L’opération « Poignard vert »
Baptisée « Poignard vert » en référence à la tentative d’assassinat de Bolsonaro lors de la campagne de 2018, l’opération visant à éliminer physiquement les dirigeants de gauche devait être mise à exécution avant l’investiture de Lula le 1er janvier 2023. La semaine dernière, quatre militaires et un policier soupçonnés d’être impliqués dans ce complot meurtrier ont été arrêtés.
Les éléments de preuve obtenus tout au long des investigations ont montré sans équivoque que Jair Bolsonaro a planifié et a pris part de façon directe et effective aux actes d’une organisation criminelle.
Extrait du rapport de police
Bolsonaro clame son innocence
Pour sa part, l’ex-président nie farouchement toute implication dans ces projets antidémocratiques et se dit victime d’une « persécution politique ». « Le terme coup d’État n’a jamais fait partie de mon lexique », a-t-il déclaré lors d’une conférence de presse lundi, martelant avoir toujours agi « dans les quatre lignes de la Constitution ».
Mais pour les enquêteurs, Bolsonaro aurait bien participé sciemment « aux actes clandestins visant à abolir l’État de droit démocratique ». Au total, 37 personnes sont visées par le rapport qui préconise leur inculpation, dont une large majorité de militaires.
Un pays sous le choc
Au Brésil, encore traumatisé par les années de dictature militaire (1964-1985), ces révélations ont fait l’effet d’un électrochoc. Beaucoup s’inquiètent de la fragilité de la démocratie dans ce pays profondément divisé, où l’extrême droite n’a jamais vraiment accepté le retour au pouvoir de la gauche.
Pour le politologue Claudio Couto de la Fondation Getulio Vargas, cette affaire témoigne de « l’existence d’un groupe au sein des forces armées qui refuse le résultat des urnes et qui est prêt à tout pour le contester, y compris par la force ». Un constat inquiétant alors que Lula s’efforce depuis son investiture de pacifier le pays et de consolider son pouvoir.
La balle est dans le camp du procureur général
C’est désormais au procureur général de la République, Paulo Gonet, de décider des suites à donner à ce dossier explosif.
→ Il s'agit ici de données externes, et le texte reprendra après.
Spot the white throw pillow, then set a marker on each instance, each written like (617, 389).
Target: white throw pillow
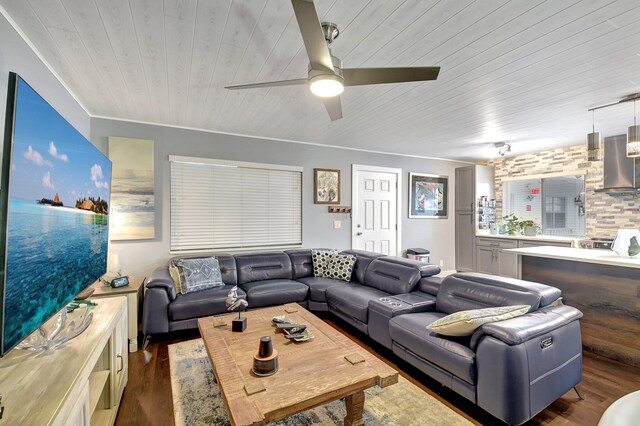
(464, 323)
(175, 277)
(340, 267)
En cas d’inculpation, Jair Bolsonaro pourrait être condamné à de lourdes peines de prison et se voir privé de ses droits politiques, un scénario catastrophe pour celui qui caresse l’espoir d’un retour au pouvoir en 2026.
Mais même sans poursuites judiciaires, le mal est fait pour l’ancien dirigeant dont l’image est durablement écornée. À 69 ans, celui qui se rêvait en sauveur de la nation voit son avenir politique s’assombrir considérablement à mesure que s’accumulent les révélations sur les heures les plus sombres de son mandat.